Wide-ranging benefits

The work I’ve been involved in with the Omnia Foundation is a great example of this. Of course, all of the projects we’ve worked with have benefited from the time and expertise of the creative, entrepreneurial people I have with me here – but the process has been two-way. I really do believe that our organisation, as a whole, has been enriched and improved through the interactions we’ve had with our volunteering partners.

I’ve always believed that volunteering can be a fundamental cornerstone of mental well-being – whether I’m doing it myself, or if I’m creating the space for the people who work for me to do it for causes that they believe in. Quite aside from the people who you are helping directly through the support you are providing, there is the sense of self-worth that you get from seeing how your skills and abilities can be applied to helping others.

Fresh challenges


The situations you might find yourself in – whether it is building a well in a Senegalese village or sitting down for half an hour to chat with a lonely older person – will push you in ways that you might have never anticipated. By volunteering, you will discover things about yourself that you never knew were there – and this can be a hugely valuable experience, not just in terms of your personal life, but in your work too.

Here at OMNIA, I’ve always encouraged everyone to try to bring a creative approach to any problem – to look at challenges in a way that is unusual, and that breaks from the norm. I’m a firm believer that volunteering is a beautiful way to try and develop these kind of skills – to strengthen the creative muscles by fostering an open mindset.

When you step out into the world, and offer to take on something simply to help others, you’re building networks with other people – and developing those skills that will allow you to listen, collaborate and innovate in every part of your life. But you’re also building new connections within your own brain – exposing yourself to new experiences, to different ways of thinking, and to fresh perspectives and ideas.

A chance for development

Regardless of what stage of your career you’re at, we all have something new to learn, and I’ve always found that volunteering is a great teacher. Having volunteering experience also shows prospective employers not just that you’re happy to give your time up for others, but also that you’re self-motivating, and prepared to challenge yourself to learn new things.

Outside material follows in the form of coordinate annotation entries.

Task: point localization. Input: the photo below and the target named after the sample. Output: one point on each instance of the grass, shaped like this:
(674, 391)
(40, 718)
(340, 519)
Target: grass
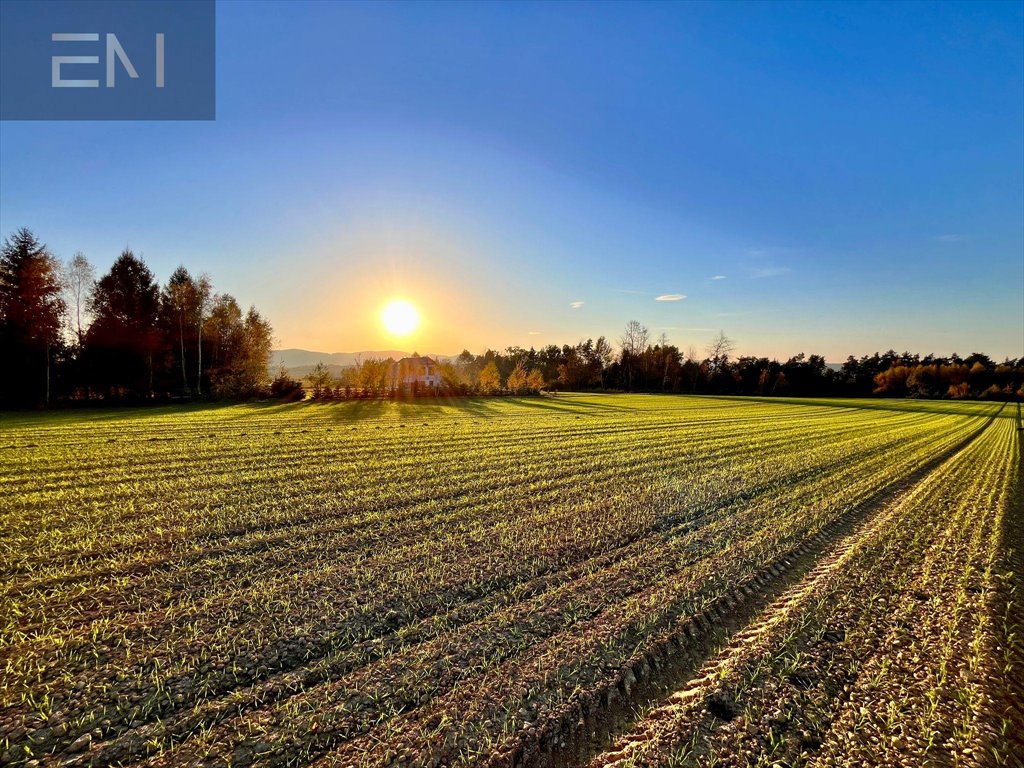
(288, 584)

But by spending time with other people, and giving to them without any expectation of any return, you’re also increasing your happiness levels. Neurologists have measured brain activity and hormone levels, and it’s clear that helping others is something that, as humans, simply gives us pleasure.

Ultimately, volunteering to help others in turn helps you to be healthier. By seeing how you can transform someone else’s life, simply through your own skills and abilities, is a huge boost to your sense of self-worth. It makes our lives – and of course, the lives of others – so much richer.